A new phishing campaign is targeting users in Taiwan, delivering advanced malware strains including HoldingHands RAT and Gh0stCringe.
The operation, attributed to the threat actor known as Silver Fox APT, is part of a broader malicious campaign first spotted in January, involving the Winos 4.0 malware framework.
According to a recent report by Fortinet FortiGuard Labs, the campaign leverages phishing emails disguised as official communications from Taiwan's National Taxation Bureau and other government entities. The emails contain either PDF documents or ZIP archives embedded with malicious code.
Both HoldingHands RAT (aka Gh0stBins) and Gh0stCringe are variants of the notorious Gh0st RAT, a remote access trojan widely linked to Chinese hacking groups. Victims are tricked into opening attachments under the pretense of tax notifications, invoices, or pension documents.
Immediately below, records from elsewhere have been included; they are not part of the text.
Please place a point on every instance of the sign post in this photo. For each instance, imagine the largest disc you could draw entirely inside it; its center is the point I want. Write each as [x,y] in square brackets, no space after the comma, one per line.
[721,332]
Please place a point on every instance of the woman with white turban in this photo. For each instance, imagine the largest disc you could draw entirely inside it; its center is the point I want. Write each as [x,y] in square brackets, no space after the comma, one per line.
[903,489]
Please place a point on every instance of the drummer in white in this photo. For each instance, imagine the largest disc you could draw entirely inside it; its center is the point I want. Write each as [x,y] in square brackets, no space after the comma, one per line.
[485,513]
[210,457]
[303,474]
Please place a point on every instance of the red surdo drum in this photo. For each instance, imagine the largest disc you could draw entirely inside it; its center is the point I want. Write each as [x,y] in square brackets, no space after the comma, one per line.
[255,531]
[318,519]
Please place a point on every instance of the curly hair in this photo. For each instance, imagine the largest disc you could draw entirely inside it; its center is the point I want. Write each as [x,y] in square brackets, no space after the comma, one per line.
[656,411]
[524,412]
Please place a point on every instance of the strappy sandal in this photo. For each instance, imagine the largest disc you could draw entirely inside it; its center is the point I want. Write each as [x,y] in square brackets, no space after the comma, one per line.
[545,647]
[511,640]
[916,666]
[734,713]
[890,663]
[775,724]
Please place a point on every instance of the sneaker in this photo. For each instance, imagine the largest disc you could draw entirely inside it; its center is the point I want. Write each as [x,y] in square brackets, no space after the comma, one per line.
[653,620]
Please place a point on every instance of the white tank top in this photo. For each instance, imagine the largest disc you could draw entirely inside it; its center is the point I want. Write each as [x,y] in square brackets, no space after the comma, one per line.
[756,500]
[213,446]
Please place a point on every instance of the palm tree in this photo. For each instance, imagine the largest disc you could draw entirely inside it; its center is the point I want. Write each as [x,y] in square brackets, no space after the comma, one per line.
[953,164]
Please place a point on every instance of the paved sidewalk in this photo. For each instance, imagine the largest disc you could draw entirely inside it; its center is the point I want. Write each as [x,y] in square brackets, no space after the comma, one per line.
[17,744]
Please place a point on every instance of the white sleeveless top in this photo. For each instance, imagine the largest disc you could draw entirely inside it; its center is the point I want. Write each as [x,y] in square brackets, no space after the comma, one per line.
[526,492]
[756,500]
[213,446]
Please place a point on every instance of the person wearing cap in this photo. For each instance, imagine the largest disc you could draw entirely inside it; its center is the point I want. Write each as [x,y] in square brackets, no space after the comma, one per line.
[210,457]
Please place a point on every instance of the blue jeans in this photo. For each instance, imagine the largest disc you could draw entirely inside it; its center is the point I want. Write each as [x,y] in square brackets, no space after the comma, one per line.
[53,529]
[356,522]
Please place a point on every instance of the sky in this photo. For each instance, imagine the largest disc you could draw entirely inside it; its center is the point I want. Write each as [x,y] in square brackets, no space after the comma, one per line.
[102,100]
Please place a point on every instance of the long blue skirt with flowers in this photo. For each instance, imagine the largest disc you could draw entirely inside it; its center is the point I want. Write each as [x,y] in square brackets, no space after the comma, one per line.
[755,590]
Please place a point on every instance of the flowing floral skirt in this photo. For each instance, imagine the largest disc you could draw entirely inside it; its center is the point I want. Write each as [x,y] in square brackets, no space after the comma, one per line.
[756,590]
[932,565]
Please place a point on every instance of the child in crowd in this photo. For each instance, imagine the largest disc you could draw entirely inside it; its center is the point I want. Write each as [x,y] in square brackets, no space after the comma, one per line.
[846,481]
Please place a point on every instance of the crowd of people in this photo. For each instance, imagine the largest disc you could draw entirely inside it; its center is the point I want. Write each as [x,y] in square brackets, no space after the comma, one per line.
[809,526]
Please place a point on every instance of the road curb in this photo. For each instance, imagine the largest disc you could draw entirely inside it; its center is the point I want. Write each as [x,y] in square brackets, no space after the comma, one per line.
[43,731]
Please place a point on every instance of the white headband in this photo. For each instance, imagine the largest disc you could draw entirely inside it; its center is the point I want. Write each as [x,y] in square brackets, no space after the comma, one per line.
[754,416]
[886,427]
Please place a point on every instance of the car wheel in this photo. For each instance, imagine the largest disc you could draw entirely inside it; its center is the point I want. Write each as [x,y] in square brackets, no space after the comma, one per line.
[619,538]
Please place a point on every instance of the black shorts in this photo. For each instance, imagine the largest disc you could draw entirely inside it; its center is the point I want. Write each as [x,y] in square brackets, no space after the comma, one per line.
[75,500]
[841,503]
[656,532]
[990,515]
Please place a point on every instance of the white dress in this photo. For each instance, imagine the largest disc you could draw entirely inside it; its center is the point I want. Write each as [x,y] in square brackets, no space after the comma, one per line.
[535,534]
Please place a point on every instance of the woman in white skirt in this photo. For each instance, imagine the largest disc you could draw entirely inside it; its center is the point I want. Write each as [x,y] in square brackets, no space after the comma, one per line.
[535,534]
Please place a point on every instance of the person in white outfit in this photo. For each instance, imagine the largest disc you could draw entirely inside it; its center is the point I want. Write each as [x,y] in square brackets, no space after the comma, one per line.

The multi-stage infection chain uses a variety of techniques, including DLL side-loading, to execute encrypted shellcode and establish a foothold on the victim’s system. Fortinet's analysis reveals the malware employs anti-virtual machine (anti-VM) features and privilege escalation tactics to avoid detection.
Ultimately, the attack installs a malicious component named msgDb.dat, which connects to remote servers to exfiltrate user data, execute commands, and deploy additional modules for remote desktop access and file management.
Fortinet also noted the use of HTM-based phishing lures, which direct victims to download the malware via seemingly legitimate document portals.